Community Coalition rally, protesting LAUSD budget priorities

With the LA Unified board meeting tomorrow, two rallies are taking place outside district headquarters that seek support for two different educational issues.

Parents, education advocates and civil rights groups, who represent Communities for Los Angeles Student Success, or CLASS, are organizing a “silent protest” on behalf of low-income students, schools and communities by placing 375 empty desks on Beaudry Avenue. The desks represent the 375 LAUSD students who drop out each week, according to organizers.

“We have a historic opportunity to do right for the highest need students 
who have not received their fair share,” Maria Brenes, executive director of Inner City Struggle, a member of CLASS, told LA School Report. “This rally is calling on LAUSD
 officials to be bold by comprehensively directing funds to the highest need
students, schools and communities.”

As LAUSD is preparing to refine its next budget, CLASS is demanding that $1 billion in extra state funding over the next seven years go to help the students it was meant to serve – low-income students, English learners and foster youth.

CLASS is calling attention to the opportunity to provide more resources and more targeted support to the students, schools and communities that need it most. The group will continue to advocate for more resources and more targeted support for English learners, more money to go directly to school sites, and more funding for foster youth.

The rally is scheduled for 7 to 10 am.

A second rally, tomorrow afternoon, is being stage by LA Unified students who are supporting a resolution to put a student seat on the school board. Some of the students – a group of 25 United Way Student Fellows – did the research and proposed the idea to board member Steve Zimmer who agreed to author a resolution. The seat would be an advisory, non-voting seat.

The goal is to make sure students have a voice on the school board, a voice in the policy and funding decisions that profoundly affect them. Dozens of school districts throughout California already have a student advisory member on their school boards.

The students have collected close to 3,000 signatures from their peers to support the creation of a student board member with an advisory position, far exceeding the 500 signatures required.

Students hope and expect that the board will pass the resolution to make student involvement a regular and frequent activity.
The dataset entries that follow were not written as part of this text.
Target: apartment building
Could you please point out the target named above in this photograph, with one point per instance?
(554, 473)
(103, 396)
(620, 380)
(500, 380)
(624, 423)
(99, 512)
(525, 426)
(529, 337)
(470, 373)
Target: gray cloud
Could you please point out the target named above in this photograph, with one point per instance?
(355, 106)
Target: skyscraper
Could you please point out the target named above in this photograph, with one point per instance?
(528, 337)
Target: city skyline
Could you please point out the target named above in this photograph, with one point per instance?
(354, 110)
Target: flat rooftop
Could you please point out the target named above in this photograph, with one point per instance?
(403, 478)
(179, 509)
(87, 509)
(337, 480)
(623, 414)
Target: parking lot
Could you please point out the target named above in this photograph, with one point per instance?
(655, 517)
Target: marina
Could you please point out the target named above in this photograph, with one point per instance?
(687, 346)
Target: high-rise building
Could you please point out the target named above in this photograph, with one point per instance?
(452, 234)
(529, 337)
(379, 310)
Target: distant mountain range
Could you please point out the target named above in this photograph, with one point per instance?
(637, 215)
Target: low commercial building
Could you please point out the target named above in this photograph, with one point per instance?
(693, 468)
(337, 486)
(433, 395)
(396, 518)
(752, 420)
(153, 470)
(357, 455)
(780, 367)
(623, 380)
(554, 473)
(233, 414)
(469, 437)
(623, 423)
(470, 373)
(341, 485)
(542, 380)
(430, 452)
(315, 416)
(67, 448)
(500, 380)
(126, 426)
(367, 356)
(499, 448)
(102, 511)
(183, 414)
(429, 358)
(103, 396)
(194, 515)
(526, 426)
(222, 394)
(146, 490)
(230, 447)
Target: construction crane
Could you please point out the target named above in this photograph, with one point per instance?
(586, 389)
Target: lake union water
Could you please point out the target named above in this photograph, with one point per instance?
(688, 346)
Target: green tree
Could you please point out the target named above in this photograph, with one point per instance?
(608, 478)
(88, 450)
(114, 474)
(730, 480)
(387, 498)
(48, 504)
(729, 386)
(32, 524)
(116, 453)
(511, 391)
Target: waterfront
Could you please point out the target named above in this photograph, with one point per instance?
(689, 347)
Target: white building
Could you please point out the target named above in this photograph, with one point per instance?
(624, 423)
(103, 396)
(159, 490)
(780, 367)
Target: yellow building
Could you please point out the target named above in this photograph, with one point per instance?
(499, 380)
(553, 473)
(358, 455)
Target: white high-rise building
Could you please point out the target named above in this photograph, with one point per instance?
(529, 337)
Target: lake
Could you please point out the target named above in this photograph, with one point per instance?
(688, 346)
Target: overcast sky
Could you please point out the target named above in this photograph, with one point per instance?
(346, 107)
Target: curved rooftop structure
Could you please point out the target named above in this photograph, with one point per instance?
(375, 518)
The board is expected to vote on the resolution during their board meeting tomorrow afternoon.

Another rally was held this afternoon at the Beaudry headquarters.

A city-wide coalition of community groups and civil rights leaders – including 300 students and parents – gathered to call for greater investment in the district’s highest need schools.

Organized by the Community Coalition, the groups presented a comprehensive, data-driven “Student Need Index” that uses environmental, social and academic factors known to impact student achievement – such as poverty and violence – to produce a district-wide ranking of schools based on need.